Students at Pitzer College in Claremont, Calif., now have the opportunity to academically study one of the Internet's biggest phenomenons: YouTube.
That's right, YouTube - the online video leader that launched in February 2005 and boasts more than six million videos.
The course, "Learning from YouTube," explores the site's role as a mass media outlet. Media studies professor Alexandra Juhasz encourages her students, who control most of the class material, to post videos of their own.
"There are lots of people doing interesting things," Juhasz said of videos posted on YouTube in a phone interview. "It's just not what's happening on the surface."

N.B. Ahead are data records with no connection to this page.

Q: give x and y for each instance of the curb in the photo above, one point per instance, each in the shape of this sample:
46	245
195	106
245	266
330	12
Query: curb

Juhasz's class is focused on thinking about video and popular culture and analyzing not only what happened in the past, but also what may happen in the future. Juhasz's curiosity about YouTube's value and function within society was her chief motivation for teaching the class, she said.
"Every time I went on YouTube, I was just really underwhelmed by what I saw there," she said. "I wanted to learn whether there were more interesting things happening on the site. … I assumed that my students who used visual culture more than I do might know better, so I designed a student-run class that I hoped both the students, and YouTube itself, would teach about the value things contributing to our culture."
YouTube is increasingly being used inside the classrooms of colleges and universities nationwide. YouTube's popularity and prevalence within the media make it a timely and useful tool in class. Yet some college educators at Syracuse University beg to differ.
"YouTube's biggest problem is there's so much junk and so little good stuff," said Bob Thompson, director of the Bleier Center for Television and Popular Culture at SU. More than 99 percent "of YouTube is absolute garbage - cats playing pianos, dogs using the toilet. There's maybe, on any given week, maybe 15 minutes worth of stuff that's worth watching."
David Rubin, dean of the S.I. Newhouse School of Public Communications, would agree. He said he doesn't consider YouTube much of a learning tool.
"I think YouTube, for the vast majority of its content, is a vanity project with no real value to anyone," Rubin said.
Some students who have watched YouTube in a classroom setting think it could be useful, depending on the way it's used in the class.
"I feel like it may take away credibility a little bit, but there are important things on it," said senior Lauren Winship.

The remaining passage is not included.